The Forecast is not registered as a broker-dealer, investment company or investment advisor with the United States Securities and Exchange Commission or with any state securities authority. We offer access to our Site on a subscription basis only, as described further below.
- You understand that no Content published on this Site constitutes a recommendation that any particular investment, security, sector, portfolio of securities, tax strategy, transaction or investment strategy is suitable for any specific person.
- You further understand that no one in the employ of The Forecast is advising you personally concerning the nature, potential, value or suitability of any particular investment, security, portfolio of securities, transaction, investment strategy, tax advice or strategy, retirement advice or strategy, or other matter. To the extent any of the Content published on the Site may be deemed to be investment advice, such published information is impersonal, general in nature, and not tailored to the investment needs of any specific person or entity.
- You understand that the views and opinions expressed on the Site are the opinions of our contracted analysts and of our users. The analysts may differ from time to time in their opinions about the same securities.
- You understand that the owners, officers, directors, contracted analysts and employees of The Forecast have or may have personal positions in the instruments (or similar instruments) mentioned on the Site. They agree contractually not to trade in securities in any way that is inconsistent or advantageous from a timing perspective with regard to their posts on The Forecast, nor to receive compensation from or insider information on companies whose equity or fixed income securities, or company prospects or information, that they discuss on the Site.
- You understand that the risk of loss in trading securities (including, without limitation, stocks, ETFs, options and index futures) can be substantial. You should therefore carefully consider whether such trading is suitable for you in light of your financial condition. You bear responsibility for your own investment research and decisions and as noted above, should seek the advice of a qualified securities professional before making any investment.

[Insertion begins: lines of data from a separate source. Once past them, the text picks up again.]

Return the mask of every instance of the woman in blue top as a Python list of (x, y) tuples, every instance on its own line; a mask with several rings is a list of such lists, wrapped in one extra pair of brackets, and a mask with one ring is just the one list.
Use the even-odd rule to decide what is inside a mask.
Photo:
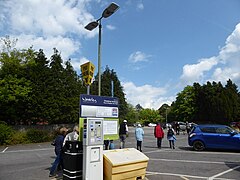
[(142, 126), (141, 124), (138, 124), (137, 128), (135, 129), (135, 136), (137, 140), (137, 150), (139, 150), (140, 152), (142, 152), (143, 135), (144, 135), (144, 131), (142, 129)]

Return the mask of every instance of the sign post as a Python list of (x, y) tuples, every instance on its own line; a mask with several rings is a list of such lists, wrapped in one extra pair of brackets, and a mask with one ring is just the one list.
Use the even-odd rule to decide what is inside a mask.
[(79, 125), (83, 179), (103, 180), (103, 141), (118, 139), (118, 98), (81, 94)]
[(83, 82), (87, 86), (88, 95), (90, 94), (90, 85), (92, 84), (94, 69), (95, 69), (95, 66), (91, 62), (87, 62), (81, 65)]

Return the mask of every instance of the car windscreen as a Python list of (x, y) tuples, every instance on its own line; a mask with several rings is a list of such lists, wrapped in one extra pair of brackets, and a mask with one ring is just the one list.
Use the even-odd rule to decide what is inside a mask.
[(215, 127), (200, 127), (204, 133), (216, 133)]

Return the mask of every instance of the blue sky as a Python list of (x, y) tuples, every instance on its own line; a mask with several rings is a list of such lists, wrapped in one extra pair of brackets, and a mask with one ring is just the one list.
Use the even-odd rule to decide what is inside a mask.
[[(116, 0), (102, 20), (102, 71), (114, 69), (127, 101), (158, 109), (193, 82), (230, 78), (240, 86), (239, 0)], [(98, 28), (84, 29), (107, 0), (1, 0), (0, 37), (17, 48), (53, 47), (79, 72), (91, 61), (97, 73)]]

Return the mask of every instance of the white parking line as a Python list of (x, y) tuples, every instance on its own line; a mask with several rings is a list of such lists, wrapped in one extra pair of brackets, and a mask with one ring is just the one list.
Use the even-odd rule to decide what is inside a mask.
[(208, 177), (203, 177), (203, 176), (191, 176), (191, 175), (186, 175), (186, 174), (173, 174), (173, 173), (159, 173), (159, 172), (150, 172), (147, 171), (148, 176), (150, 175), (165, 175), (165, 176), (177, 176), (177, 177), (188, 177), (188, 178), (196, 178), (196, 179), (207, 179)]
[(224, 175), (224, 174), (226, 174), (226, 173), (229, 173), (229, 172), (231, 172), (231, 171), (233, 171), (233, 170), (235, 170), (235, 169), (238, 169), (238, 168), (240, 168), (240, 166), (236, 166), (236, 167), (231, 168), (231, 169), (229, 169), (229, 170), (227, 170), (227, 171), (223, 171), (223, 172), (221, 172), (221, 173), (219, 173), (219, 174), (216, 174), (216, 175), (214, 175), (214, 176), (212, 176), (212, 177), (209, 177), (209, 180), (216, 179), (217, 177), (222, 176), (222, 175)]
[[(6, 148), (5, 148), (6, 149)], [(42, 149), (26, 149), (26, 150), (16, 150), (16, 151), (7, 151), (5, 153), (18, 153), (18, 152), (32, 152), (32, 151), (47, 151), (47, 150), (52, 150), (53, 148), (42, 148)], [(2, 151), (3, 153), (3, 151)]]
[(175, 159), (154, 159), (154, 158), (150, 158), (150, 161), (185, 162), (185, 163), (203, 163), (203, 164), (239, 164), (239, 162), (190, 161), (190, 160), (175, 160)]
[(190, 154), (224, 154), (224, 155), (236, 155), (239, 156), (239, 153), (234, 152), (209, 152), (209, 151), (179, 151), (179, 150), (172, 150), (172, 149), (157, 149), (153, 151), (146, 151), (144, 154), (153, 153), (153, 152), (163, 152), (163, 153), (190, 153)]
[[(192, 175), (187, 175), (187, 174), (173, 174), (173, 173), (159, 173), (159, 172), (150, 172), (147, 171), (146, 172), (147, 176), (151, 176), (151, 175), (164, 175), (164, 176), (177, 176), (177, 177), (181, 177), (185, 180), (187, 180), (187, 178), (195, 178), (195, 179), (209, 179), (209, 177), (204, 177), (204, 176), (192, 176)], [(226, 179), (226, 178), (217, 178), (215, 177), (214, 180), (234, 180), (234, 179)]]
[(7, 149), (8, 149), (8, 147), (6, 147), (1, 153), (4, 153)]

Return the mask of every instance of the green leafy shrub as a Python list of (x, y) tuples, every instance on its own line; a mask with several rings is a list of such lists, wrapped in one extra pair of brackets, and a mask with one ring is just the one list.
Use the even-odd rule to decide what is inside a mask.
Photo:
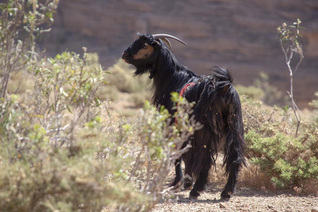
[(317, 125), (295, 138), (288, 107), (271, 112), (260, 101), (244, 96), (242, 99), (246, 156), (258, 168), (258, 174), (266, 177), (268, 181), (263, 183), (277, 188), (301, 188), (307, 181), (318, 182)]
[[(183, 143), (200, 126), (179, 102), (177, 125), (147, 104), (127, 120), (96, 99), (100, 66), (64, 52), (29, 66), (35, 83), (25, 99), (0, 104), (0, 208), (5, 211), (148, 211)], [(182, 133), (181, 133), (182, 132)], [(149, 197), (150, 196), (151, 197)]]

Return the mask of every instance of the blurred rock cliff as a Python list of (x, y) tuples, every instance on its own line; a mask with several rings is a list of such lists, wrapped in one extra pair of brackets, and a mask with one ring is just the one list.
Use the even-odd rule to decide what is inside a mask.
[(317, 0), (61, 0), (52, 31), (39, 47), (52, 55), (81, 47), (98, 52), (111, 65), (137, 38), (136, 33), (164, 33), (181, 63), (208, 74), (213, 65), (225, 66), (236, 83), (250, 85), (260, 71), (285, 92), (288, 72), (276, 37), (276, 28), (297, 18), (308, 28), (302, 39), (305, 58), (294, 76), (294, 95), (306, 107), (318, 90), (318, 1)]

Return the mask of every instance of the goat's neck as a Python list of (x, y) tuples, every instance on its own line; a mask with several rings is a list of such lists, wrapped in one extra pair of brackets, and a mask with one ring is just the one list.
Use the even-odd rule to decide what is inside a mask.
[(156, 106), (169, 108), (170, 93), (179, 91), (195, 74), (179, 64), (171, 52), (161, 56), (165, 57), (160, 58), (154, 67), (153, 101)]

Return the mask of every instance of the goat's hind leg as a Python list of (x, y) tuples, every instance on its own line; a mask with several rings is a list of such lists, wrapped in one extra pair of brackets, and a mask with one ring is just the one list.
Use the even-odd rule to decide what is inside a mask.
[(241, 164), (240, 163), (232, 162), (229, 166), (227, 182), (221, 194), (221, 199), (225, 200), (228, 200), (235, 192), (235, 185)]
[(181, 162), (182, 161), (180, 157), (176, 161), (175, 163), (175, 167), (176, 170), (176, 177), (173, 182), (170, 185), (170, 187), (173, 186), (173, 189), (176, 191), (179, 191), (181, 189), (181, 186), (183, 184), (184, 178), (183, 173), (182, 172), (182, 167), (181, 166)]
[(184, 169), (184, 190), (190, 190), (193, 188), (191, 167), (186, 163), (185, 162), (184, 163), (185, 167)]

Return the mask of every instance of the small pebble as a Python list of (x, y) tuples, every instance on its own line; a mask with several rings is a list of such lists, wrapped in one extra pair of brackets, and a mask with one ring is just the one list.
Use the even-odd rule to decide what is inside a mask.
[(267, 207), (268, 207), (268, 208), (273, 208), (274, 206), (273, 205), (269, 204), (267, 205)]
[(311, 209), (311, 212), (318, 212), (318, 207), (313, 208)]

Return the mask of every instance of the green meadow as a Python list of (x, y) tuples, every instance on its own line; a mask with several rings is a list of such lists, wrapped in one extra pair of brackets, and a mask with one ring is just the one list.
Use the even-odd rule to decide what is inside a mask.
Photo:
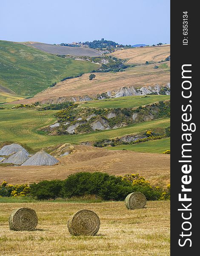
[(97, 66), (3, 41), (0, 41), (0, 84), (25, 97), (33, 96), (67, 76), (89, 73)]
[(110, 150), (131, 150), (135, 152), (143, 153), (158, 153), (163, 152), (170, 149), (170, 138), (165, 138), (161, 140), (149, 140), (142, 143), (132, 145), (120, 145), (115, 147), (107, 147)]
[(49, 136), (37, 131), (41, 127), (53, 124), (57, 111), (0, 110), (0, 142), (9, 141), (25, 143), (34, 148), (64, 143), (78, 144), (82, 142), (97, 141), (104, 139), (131, 134), (137, 134), (148, 129), (165, 128), (170, 125), (170, 119), (162, 119), (133, 124), (114, 130), (107, 130), (80, 134)]

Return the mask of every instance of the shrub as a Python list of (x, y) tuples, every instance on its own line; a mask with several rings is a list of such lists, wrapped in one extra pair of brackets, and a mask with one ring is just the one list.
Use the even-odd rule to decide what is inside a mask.
[(59, 180), (43, 180), (30, 185), (30, 194), (39, 200), (62, 197), (63, 181)]
[(169, 127), (166, 127), (165, 128), (165, 134), (166, 135), (166, 137), (170, 137), (170, 126), (169, 126)]
[(163, 152), (163, 154), (170, 154), (170, 150), (166, 150), (164, 152)]
[(96, 76), (94, 74), (91, 74), (89, 76), (89, 80), (92, 80)]
[(30, 187), (27, 184), (21, 185), (8, 185), (6, 181), (2, 182), (0, 186), (0, 196), (23, 196), (30, 193)]
[(66, 197), (99, 194), (101, 187), (109, 177), (106, 173), (81, 172), (69, 175), (64, 181), (63, 193)]

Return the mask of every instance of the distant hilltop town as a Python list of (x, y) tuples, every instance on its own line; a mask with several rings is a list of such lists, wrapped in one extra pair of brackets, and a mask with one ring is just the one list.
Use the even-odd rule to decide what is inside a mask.
[[(151, 46), (156, 46), (166, 44), (166, 43), (163, 44), (159, 43), (157, 44), (153, 44)], [(149, 45), (144, 44), (138, 44), (131, 45), (131, 44), (120, 44), (114, 41), (109, 40), (105, 40), (102, 38), (100, 40), (94, 40), (92, 42), (87, 41), (84, 42), (72, 42), (71, 43), (62, 43), (58, 44), (62, 46), (68, 46), (71, 47), (85, 47), (93, 49), (108, 48), (131, 48), (136, 47), (145, 47), (149, 46)]]

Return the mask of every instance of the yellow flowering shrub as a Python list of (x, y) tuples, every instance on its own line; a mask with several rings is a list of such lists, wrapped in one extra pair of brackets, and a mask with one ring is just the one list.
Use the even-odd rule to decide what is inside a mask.
[(29, 195), (30, 191), (30, 187), (27, 184), (13, 185), (8, 184), (4, 181), (0, 185), (0, 196), (24, 196)]
[(170, 154), (170, 150), (166, 150), (166, 151), (163, 152), (163, 154)]

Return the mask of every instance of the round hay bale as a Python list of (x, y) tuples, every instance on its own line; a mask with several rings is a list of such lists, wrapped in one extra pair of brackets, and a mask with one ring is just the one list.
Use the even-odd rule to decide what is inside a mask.
[(144, 208), (146, 204), (146, 199), (144, 195), (140, 192), (131, 193), (126, 198), (125, 205), (130, 210)]
[(13, 211), (9, 217), (11, 230), (32, 231), (37, 224), (37, 217), (35, 211), (29, 208), (20, 208)]
[(98, 232), (100, 219), (93, 211), (83, 209), (74, 214), (69, 220), (67, 227), (73, 236), (94, 236)]

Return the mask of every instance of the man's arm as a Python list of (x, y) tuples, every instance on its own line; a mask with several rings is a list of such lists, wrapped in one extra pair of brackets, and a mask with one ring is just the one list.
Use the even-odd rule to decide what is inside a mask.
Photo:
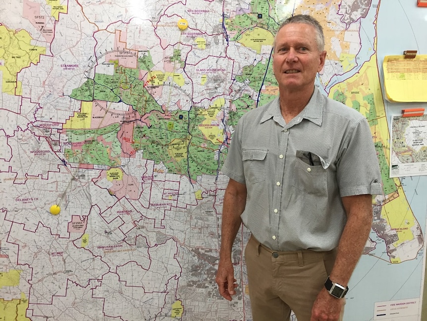
[[(372, 196), (370, 194), (356, 195), (341, 199), (347, 221), (330, 276), (333, 282), (345, 287), (362, 255), (371, 231)], [(323, 288), (315, 302), (311, 321), (338, 320), (342, 303), (342, 299), (333, 297)]]
[(246, 186), (230, 179), (224, 195), (222, 223), (221, 226), (221, 249), (219, 263), (215, 280), (219, 294), (228, 301), (236, 294), (234, 269), (231, 262), (231, 250), (237, 231), (242, 225), (240, 215), (246, 204)]

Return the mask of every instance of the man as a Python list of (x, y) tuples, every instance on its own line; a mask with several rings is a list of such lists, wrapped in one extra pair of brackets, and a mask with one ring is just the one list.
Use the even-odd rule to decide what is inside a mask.
[[(222, 171), (225, 191), (216, 281), (231, 301), (231, 259), (241, 224), (254, 321), (342, 320), (347, 284), (371, 230), (372, 194), (382, 193), (366, 119), (315, 87), (323, 31), (307, 15), (274, 39), (279, 95), (239, 121)], [(325, 280), (326, 281), (325, 282)]]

- You understand that markets are fluid, dynamic, nonlinear systems. In order to trade such systems with a good prospect of success, one should endeavor to develop the knowledge and experience necessary to navigate its complexities. Therefore, we strongly suggest that any individual who seeks to trade in these markets takes the time to learn about finance, trading, market behavior, and related topics. We sometimes provide trade set-ups and alerts on the Site. These are provided for educational and hypothetical purposes only and are not trade recommendations. The prices quoted in the alerts are based on real-time market prices as of the time stated in the alert, and not actual fills by the analyst. Prices can change in real time, and actual trading could affect trading prices. We also sometimes track the performance of these set-ups and alerts. Performance table returns don’t include commission and other execution and trading costs, including taxes, that would be incurred if these were actual portfolios. Past performance is no guarantee of future results.